What made Esfahan special?

Isfahan is famous for its Perso–Islamic architecture, grand boulevards, covered bridges, palaces, tiled mosques, and minarets. Isfahan also has many historical buildings, monuments, paintings and artifacts. The fame of Isfahan led to the Persian pun and proverb “Esfahān nesf-e- jahān ast”: Isfahan is half of the world.

Who did the Mughal empire fight?

The Mughal–Persian Wars were a series of wars fought in the 17th and 18th centuries between the Safavid and Afsharid Empires of Persia, and the Mughal Empire, over what is now Afghanistan.

Who was the founder of the Safavid Empire?

Ismāʿīl I, also spelled Esmāʿīl I, (born July 17, 1487, Ardabīl?, Azerbaijan—died May 23, 1524, Ardabīl, Safavid Iran), shah of Iran (1501–24) and religious leader who founded the Safavid dynasty (the first Persian dynasty to rule Iran in 800 years) and converted Iran from the Sunni to the Twelver Shiʿi sect of Islam.

What was the economy of the Safavid Empire?

In the trade system there was a lack of agricultural trade due to arid land in the empire. Two of the major exports in the Safavid empire were carpets and textiles. The carpets and textiles were created in workshops set up under state patronage.

How did Islam influence the government of the Safavid Empire?
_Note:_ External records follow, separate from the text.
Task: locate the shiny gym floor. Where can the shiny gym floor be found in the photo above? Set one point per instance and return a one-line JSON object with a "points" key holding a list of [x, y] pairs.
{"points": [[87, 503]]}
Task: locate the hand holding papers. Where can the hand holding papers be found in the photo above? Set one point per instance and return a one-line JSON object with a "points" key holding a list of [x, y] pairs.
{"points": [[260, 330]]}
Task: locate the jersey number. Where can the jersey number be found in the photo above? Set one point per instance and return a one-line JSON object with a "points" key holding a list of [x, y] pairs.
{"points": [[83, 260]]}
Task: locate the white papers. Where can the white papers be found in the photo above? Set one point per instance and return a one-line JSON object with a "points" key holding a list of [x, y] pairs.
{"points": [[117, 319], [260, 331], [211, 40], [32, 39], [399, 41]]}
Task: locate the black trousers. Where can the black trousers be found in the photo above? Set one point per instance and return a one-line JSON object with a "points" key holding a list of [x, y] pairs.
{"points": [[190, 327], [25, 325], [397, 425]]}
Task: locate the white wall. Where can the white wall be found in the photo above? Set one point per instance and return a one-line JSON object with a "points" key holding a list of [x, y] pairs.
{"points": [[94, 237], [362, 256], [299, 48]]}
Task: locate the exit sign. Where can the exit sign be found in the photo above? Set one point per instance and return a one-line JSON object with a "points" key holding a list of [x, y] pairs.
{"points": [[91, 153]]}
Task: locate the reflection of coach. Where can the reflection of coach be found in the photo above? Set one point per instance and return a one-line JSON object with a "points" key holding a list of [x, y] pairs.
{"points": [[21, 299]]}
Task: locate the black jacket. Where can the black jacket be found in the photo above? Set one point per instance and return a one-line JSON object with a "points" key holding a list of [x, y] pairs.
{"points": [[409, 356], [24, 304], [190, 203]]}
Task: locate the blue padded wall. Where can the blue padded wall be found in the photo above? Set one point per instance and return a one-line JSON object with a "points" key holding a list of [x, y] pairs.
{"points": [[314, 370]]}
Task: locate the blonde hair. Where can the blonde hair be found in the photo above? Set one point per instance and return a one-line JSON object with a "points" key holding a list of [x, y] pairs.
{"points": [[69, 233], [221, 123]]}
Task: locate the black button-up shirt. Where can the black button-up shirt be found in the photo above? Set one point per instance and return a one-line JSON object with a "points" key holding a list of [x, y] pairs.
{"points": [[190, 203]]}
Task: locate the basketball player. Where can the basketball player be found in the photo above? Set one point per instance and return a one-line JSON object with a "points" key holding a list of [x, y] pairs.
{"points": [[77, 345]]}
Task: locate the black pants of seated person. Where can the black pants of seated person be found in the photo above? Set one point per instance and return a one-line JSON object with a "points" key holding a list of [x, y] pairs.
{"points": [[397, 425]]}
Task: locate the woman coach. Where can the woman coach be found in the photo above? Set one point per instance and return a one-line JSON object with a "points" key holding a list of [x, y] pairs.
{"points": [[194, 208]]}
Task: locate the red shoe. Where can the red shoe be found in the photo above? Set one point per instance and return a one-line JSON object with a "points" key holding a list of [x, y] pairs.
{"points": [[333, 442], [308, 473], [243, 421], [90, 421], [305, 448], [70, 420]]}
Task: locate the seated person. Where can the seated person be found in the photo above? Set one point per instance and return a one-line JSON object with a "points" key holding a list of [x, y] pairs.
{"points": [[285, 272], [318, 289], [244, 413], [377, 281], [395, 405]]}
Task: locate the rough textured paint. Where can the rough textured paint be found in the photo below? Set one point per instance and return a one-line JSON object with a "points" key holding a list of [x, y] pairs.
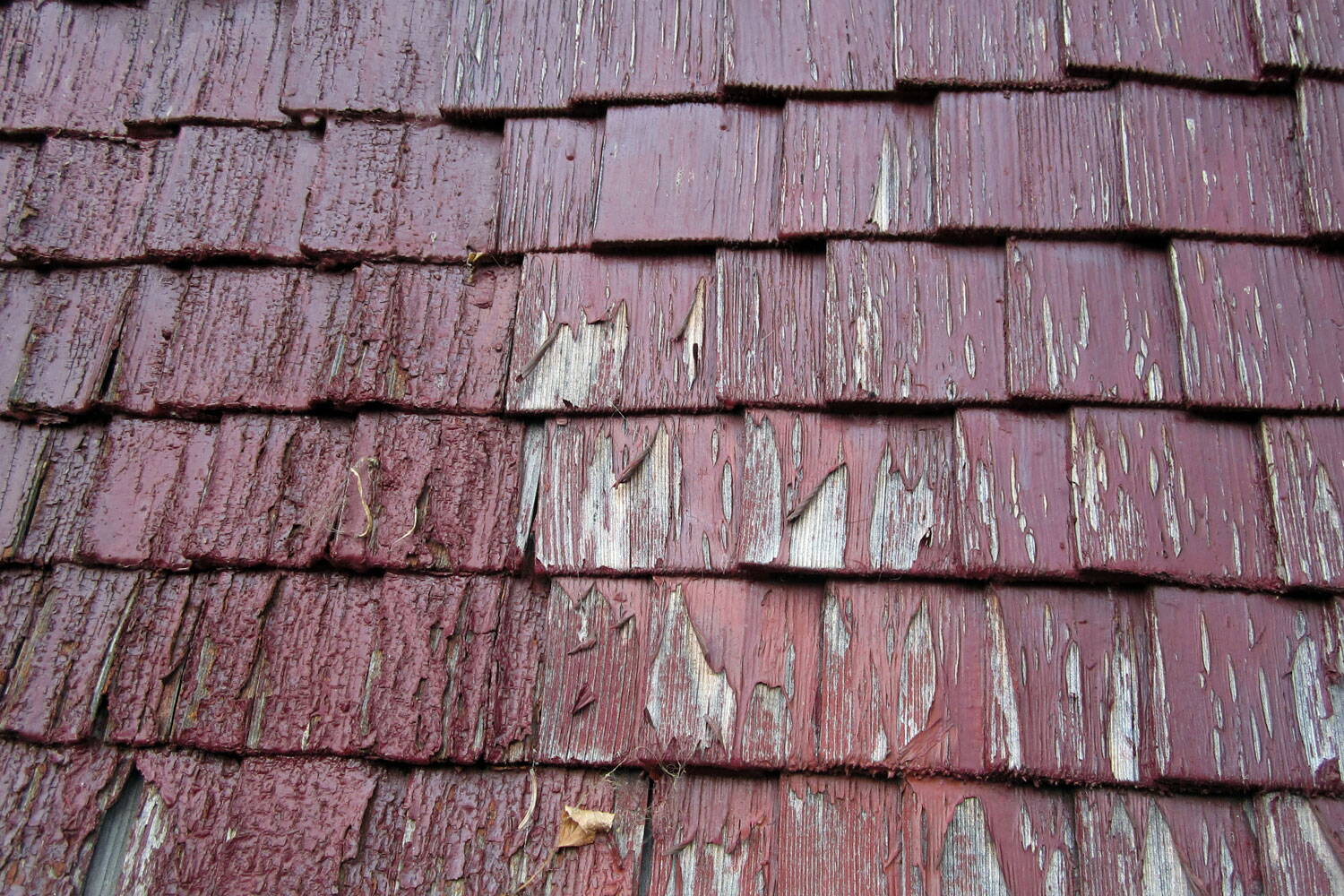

How did Islam influence the government of the Safavid Empire? Sunni Muslims within the Safavid Empire were forced to become Shia Muslims. The Safahids used force when persuasion to convert from being a Sunni muslim to embrace Shi’ism was not effective.

What caused Ottoman and Safavid trade decline quizlet?

Military power and the wealth of the Ottomans fell apart. In the late sixteenth century, the inflation caused by cheap silver spread into Iran. Then overland trade through Safavid territory declined because of mismanagement of the silk monopoly after Shah Abbas’s death in 1629.

Why were the Janissaries created?

The Ottomans instituted a tax of one-fifth on all slaves taken in war, and it was from this pool of manpower that the sultans first constructed the Janissary corps as a personal army loyal only to the sultan.

Are Janissaries eunuchs?

The Eunuch and Janissary are indeed models of modern conduct. … Like the Eunuchs, the Janissaries were child slaves who rose to importance in the governments that enslaved them. These were European slaves conditioned to serve the Ottoman empire.